The Role of a Scheduler in Generative AI
A scheduler helps in generating images by managing the process of refining them step by step.
- Denoising Samples: It takes the model’s output and a specific point in the process (called a timestep) to clean up the image.
- Timesteps: These are points in the process that indicate how far along the image is in its development.
- Forward and Backward Process: The image is created by moving forward through these timesteps, and fine-tuning (inference) happens by moving backward through them.
They offer a wide variety of results. Depending on your use case, select the one that best fits your needs. For a full list of schedulers accessible via the API please see:
https://docs.scenario.com/docs/schedulers
We generally recommend the default scheduler for a majority of use cases. Adjusting the scheduler is for advanced users.
For a deep dive into Schedulers (also called Samplers) follow this link!
Results Comparison
The following grids of images have been generated using:
- the same model
- the same seed
- the same prompt: "a bear alone in dark woods"

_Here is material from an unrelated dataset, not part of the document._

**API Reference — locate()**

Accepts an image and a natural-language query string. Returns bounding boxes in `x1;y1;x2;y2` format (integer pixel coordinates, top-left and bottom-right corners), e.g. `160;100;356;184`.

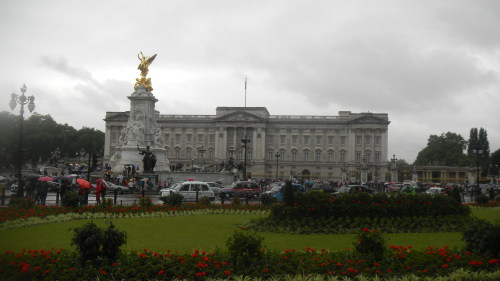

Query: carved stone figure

You'll notice that the highest number of steps or guidance doesn't necessarily give the best results.
30 steps
40 steps
50 steps
Using LCM Scheduler:
Benefits:
- Significantly increases the speed and efficiency of image generation on Stable Diffusion 1.5 and SDXL.
Guidelines for Using LCM:
- Default Settings: After selecting the LCM Scheduler, you’ll see lower default values for Sampling Steps and Guidance compared to other schedulers.
- Quality Trade-Off: Be aware that using the LCM Scheduler can decrease image quality, leading to some undesirable effects in certain outputs.
Adjusting Settings:
- Sampling Steps: Increase by 1 per iteration to test the response (maximum of 6 for SDXL recommended).
- Guidance: Decrease in increments of 0.5. Effective values for SDXL are usually around 1.0 to 1.5.
Caution:
- Use caution when adjusting settings to find the right balance between speed and quality.